When the defendant is the State: revisiting the Panará compensation action in light of the right to memory, truth, reparation and accountability for non-repetition
Panara, compensation claim, reparation, transitional justice, military dictatorship.
This research addresses the condemnation of the Union and Funai in the early 2000s by the Brazilian judiciary. Conviction that forced the defendants to pay 4 thousand minimum wages in compensation to the Panará indigenous people. This compensation action and subsequent conviction was due to the moral and material damages caused by the action and omission of the State at the time of contact with these people in the early 1970s, when the BR-163 was opened and the subsequent removal of these people to the Xingu Indigenous Park. This process, from contact to removal, in less than 2 years, claimed the lives of more than 170 Panará. The research intends to revisit this compensation action from its beginning in 1994 until the partial victory in court in 2000. A paradigmatic action in which an indigenous people achieved success against projects carried out by the Brazilian state during the period of the military dictatorship. The research will investigate how the reparation was implemented as a compensation action and demarcation policy for part of the Panará territory, emphasizing, mainly, the incompleteness of the compensation as a transitional justice, recently incorporated into the debate.
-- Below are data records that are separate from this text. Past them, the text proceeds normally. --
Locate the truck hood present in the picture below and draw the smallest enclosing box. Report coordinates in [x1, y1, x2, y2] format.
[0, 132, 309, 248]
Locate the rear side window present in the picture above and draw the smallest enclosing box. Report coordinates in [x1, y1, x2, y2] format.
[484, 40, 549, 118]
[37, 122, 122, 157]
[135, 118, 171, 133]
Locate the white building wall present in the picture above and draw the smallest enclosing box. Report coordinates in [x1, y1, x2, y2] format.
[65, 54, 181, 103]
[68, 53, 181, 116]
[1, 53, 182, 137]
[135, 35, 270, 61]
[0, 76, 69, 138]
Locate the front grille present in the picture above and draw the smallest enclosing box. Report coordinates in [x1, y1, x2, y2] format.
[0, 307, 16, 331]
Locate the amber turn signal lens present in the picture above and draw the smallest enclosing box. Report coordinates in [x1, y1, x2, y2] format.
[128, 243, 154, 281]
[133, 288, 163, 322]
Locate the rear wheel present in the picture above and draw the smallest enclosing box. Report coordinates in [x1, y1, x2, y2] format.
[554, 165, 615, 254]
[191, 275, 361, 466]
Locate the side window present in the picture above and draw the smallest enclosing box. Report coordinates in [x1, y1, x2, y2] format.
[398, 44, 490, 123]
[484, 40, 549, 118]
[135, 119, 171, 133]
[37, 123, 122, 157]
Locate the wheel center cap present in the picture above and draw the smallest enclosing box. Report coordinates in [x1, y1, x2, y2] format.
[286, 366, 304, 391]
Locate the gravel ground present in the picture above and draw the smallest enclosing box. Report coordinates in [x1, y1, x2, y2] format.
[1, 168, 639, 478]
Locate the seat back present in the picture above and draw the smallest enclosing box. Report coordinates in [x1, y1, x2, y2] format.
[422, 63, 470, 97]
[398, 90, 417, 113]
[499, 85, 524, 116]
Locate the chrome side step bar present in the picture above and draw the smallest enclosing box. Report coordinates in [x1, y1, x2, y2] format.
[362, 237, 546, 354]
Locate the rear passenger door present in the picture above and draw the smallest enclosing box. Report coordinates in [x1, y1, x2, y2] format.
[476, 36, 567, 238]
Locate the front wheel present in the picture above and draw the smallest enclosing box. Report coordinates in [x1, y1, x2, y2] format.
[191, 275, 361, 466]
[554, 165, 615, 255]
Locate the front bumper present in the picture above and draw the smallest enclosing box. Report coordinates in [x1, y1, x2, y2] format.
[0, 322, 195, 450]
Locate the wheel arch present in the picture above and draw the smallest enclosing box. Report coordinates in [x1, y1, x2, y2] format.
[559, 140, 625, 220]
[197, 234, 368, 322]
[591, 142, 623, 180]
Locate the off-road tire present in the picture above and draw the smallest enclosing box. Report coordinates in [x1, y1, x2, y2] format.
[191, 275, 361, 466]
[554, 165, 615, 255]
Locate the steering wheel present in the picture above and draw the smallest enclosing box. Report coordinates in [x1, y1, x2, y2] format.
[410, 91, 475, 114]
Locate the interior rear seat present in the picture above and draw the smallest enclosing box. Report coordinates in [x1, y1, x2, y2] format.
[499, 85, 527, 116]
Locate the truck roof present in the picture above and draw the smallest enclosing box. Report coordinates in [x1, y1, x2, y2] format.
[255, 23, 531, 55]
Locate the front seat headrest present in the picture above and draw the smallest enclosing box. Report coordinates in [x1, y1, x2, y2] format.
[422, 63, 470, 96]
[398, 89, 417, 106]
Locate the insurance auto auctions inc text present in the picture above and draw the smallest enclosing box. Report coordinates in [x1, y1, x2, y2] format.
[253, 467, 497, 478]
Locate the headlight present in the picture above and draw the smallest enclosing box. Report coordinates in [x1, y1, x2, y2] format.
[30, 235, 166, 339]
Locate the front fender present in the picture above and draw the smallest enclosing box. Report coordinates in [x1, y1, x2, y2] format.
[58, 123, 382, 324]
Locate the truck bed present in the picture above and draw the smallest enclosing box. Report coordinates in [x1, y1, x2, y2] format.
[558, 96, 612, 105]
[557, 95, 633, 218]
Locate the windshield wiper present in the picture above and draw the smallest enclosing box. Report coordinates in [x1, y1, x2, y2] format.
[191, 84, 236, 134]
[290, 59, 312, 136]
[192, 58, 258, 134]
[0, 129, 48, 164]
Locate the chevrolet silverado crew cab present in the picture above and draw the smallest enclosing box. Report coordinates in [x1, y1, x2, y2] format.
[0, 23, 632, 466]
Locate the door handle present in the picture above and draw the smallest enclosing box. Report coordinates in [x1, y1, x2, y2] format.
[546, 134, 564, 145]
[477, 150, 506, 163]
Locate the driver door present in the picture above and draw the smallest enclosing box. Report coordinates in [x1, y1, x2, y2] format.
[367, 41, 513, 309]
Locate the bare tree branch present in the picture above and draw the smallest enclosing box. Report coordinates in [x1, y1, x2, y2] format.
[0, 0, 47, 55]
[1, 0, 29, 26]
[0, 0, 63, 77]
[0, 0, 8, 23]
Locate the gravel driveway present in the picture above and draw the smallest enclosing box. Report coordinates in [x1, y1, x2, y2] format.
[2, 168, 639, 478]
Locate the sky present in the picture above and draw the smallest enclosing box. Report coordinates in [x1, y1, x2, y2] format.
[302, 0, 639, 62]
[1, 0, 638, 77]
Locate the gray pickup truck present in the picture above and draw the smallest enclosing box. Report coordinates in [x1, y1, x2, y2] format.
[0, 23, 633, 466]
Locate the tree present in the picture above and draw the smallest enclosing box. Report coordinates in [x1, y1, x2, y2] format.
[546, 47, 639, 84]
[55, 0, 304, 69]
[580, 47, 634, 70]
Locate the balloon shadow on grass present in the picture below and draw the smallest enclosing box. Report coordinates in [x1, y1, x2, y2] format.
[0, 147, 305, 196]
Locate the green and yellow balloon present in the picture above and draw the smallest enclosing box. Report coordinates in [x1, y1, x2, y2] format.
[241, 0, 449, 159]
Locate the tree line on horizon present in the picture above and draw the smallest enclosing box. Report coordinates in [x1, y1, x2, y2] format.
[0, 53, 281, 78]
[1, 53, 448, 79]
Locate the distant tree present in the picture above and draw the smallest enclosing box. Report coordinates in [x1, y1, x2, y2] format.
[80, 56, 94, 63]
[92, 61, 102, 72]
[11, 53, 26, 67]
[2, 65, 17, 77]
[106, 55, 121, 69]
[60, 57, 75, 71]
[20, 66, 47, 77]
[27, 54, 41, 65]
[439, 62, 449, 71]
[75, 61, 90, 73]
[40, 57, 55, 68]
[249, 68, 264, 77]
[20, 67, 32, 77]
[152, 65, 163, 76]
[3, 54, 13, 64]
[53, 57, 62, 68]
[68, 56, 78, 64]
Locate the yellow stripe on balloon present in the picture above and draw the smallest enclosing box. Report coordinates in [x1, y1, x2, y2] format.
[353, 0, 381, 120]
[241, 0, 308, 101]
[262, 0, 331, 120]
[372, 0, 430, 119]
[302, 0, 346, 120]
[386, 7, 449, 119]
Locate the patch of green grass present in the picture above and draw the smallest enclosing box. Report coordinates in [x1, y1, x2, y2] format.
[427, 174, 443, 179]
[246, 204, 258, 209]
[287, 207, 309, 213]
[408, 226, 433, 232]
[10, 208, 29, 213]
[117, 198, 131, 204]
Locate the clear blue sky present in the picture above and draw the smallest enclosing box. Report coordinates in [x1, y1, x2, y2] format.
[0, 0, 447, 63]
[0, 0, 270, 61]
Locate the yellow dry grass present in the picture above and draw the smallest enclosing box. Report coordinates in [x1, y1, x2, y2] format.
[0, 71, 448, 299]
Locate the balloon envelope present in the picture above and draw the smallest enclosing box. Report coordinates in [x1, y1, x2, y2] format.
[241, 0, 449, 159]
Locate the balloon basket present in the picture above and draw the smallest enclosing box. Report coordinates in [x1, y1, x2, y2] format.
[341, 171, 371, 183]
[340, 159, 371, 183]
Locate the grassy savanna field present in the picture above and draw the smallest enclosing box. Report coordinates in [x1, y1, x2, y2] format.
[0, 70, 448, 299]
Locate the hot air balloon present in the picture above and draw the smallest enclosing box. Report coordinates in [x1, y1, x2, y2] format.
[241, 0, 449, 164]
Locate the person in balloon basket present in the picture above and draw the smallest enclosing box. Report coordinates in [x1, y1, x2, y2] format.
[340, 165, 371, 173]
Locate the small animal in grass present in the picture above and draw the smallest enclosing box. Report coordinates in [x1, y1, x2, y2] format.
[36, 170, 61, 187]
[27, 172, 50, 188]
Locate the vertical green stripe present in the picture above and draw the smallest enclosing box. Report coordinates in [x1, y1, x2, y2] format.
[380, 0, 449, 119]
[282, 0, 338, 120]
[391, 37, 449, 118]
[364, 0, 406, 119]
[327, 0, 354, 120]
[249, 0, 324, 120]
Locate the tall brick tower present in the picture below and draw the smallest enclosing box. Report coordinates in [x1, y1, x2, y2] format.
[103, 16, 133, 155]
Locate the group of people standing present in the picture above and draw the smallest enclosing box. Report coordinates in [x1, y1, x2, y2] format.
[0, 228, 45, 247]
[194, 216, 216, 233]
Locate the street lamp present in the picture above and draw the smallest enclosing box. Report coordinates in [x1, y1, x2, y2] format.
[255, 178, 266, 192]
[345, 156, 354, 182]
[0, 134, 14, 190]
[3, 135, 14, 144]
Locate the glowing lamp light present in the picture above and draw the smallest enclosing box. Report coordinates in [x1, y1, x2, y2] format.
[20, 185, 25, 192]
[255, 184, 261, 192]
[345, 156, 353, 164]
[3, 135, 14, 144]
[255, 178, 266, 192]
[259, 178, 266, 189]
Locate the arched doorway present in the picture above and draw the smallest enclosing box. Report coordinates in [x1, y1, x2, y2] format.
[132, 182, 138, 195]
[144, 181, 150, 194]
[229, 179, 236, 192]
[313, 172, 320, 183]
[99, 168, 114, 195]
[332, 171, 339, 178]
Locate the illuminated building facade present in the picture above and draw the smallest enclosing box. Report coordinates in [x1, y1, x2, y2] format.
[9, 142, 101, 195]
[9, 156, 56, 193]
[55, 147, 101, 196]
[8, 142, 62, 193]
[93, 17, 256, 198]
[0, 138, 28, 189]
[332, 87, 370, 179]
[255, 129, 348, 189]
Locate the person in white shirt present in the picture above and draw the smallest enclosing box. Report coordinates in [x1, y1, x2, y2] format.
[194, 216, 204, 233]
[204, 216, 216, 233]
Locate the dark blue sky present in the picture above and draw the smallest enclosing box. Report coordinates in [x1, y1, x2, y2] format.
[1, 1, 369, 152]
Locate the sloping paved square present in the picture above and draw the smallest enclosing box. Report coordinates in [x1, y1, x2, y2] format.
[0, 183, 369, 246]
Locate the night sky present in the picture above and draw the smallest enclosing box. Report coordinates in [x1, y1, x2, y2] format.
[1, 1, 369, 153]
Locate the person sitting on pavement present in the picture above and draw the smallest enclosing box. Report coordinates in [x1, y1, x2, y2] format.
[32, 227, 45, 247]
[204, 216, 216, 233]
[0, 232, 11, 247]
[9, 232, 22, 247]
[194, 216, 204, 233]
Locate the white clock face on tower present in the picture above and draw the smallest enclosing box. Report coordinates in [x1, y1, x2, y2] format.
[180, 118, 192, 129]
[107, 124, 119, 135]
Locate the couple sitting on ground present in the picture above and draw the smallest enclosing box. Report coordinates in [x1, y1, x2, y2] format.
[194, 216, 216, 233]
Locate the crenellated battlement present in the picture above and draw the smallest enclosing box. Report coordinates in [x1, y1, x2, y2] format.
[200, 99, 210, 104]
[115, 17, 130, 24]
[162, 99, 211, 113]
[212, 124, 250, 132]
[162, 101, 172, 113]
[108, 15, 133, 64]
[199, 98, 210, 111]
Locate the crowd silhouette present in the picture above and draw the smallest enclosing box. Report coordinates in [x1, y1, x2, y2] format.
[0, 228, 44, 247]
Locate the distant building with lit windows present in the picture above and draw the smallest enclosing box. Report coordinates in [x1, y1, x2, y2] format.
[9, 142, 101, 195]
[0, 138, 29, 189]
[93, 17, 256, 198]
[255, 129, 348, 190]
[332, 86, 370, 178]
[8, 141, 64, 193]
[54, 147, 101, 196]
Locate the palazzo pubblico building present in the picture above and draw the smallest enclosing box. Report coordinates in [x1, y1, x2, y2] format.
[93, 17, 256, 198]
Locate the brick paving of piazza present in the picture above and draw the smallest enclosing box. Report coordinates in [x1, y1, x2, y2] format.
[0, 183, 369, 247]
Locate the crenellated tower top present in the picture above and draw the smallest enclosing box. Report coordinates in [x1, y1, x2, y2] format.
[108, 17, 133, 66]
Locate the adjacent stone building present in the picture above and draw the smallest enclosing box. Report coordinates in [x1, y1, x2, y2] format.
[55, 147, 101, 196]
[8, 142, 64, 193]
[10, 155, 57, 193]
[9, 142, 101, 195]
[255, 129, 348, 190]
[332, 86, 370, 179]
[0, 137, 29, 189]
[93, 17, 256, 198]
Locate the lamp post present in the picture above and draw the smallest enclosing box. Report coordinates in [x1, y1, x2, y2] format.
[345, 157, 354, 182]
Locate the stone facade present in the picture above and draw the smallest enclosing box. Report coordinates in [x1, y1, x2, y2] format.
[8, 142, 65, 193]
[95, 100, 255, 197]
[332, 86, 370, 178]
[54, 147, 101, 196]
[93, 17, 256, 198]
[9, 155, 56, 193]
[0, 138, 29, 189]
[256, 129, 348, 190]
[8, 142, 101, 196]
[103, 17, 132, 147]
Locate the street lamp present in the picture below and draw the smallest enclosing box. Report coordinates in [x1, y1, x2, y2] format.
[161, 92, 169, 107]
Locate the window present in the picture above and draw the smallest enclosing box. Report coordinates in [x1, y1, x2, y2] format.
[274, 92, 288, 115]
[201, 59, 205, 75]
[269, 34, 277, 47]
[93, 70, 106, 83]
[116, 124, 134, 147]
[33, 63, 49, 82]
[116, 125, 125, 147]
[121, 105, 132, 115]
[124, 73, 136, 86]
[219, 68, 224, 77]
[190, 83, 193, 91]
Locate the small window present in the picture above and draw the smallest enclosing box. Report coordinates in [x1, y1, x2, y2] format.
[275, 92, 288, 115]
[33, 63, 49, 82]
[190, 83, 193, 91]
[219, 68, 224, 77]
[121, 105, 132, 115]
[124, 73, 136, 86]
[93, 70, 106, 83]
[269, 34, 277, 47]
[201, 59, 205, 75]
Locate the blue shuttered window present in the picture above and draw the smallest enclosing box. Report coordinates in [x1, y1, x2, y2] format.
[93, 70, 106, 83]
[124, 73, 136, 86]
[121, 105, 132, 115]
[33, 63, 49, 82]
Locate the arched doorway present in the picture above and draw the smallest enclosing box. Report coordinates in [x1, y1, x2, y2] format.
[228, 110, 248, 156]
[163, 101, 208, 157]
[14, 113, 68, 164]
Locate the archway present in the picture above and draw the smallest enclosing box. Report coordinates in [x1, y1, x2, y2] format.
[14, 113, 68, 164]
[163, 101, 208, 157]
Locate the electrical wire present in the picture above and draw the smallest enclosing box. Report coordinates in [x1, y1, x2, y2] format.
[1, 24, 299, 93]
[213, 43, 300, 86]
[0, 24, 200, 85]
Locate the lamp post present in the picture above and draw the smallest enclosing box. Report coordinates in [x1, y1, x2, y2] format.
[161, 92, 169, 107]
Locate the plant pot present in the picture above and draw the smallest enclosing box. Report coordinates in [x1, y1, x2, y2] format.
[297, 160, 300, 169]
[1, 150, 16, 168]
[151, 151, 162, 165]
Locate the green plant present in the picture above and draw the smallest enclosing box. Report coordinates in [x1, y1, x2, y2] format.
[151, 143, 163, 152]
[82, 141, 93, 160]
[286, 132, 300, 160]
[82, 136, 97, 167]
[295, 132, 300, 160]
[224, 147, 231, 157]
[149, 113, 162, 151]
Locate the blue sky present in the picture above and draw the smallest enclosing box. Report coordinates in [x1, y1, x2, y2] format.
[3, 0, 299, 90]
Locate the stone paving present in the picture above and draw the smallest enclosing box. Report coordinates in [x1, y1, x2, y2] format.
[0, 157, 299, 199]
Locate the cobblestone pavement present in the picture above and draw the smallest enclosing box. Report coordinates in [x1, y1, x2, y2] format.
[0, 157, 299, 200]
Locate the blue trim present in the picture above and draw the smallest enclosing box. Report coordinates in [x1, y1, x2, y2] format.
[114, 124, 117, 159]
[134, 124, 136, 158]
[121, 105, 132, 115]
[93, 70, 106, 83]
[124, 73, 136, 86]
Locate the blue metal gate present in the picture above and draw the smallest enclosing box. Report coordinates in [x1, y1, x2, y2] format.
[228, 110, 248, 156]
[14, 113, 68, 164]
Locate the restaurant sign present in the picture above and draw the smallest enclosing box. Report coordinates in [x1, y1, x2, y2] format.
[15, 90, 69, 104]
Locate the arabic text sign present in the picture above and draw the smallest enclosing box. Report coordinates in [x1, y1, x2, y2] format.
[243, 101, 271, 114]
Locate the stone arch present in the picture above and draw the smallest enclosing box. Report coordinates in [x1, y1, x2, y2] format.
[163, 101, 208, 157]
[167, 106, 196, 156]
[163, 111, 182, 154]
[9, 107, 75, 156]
Considering, however, the originality and the context of the action, which did not have many other examples to reference, we will approach this context through collaborative research with the Panará leaders themselves, also bringing historical documents, some parallels with other actions that seek justice for other indigenous peoples of Latin America who were victims of the dictatorship, and interviews with agents involved in the process, as well as the advances achieved through the work of Brazil's National Truth Commission and its recommendations regarding violations of the human rights of indigenous peoples in the context of military dictatorship.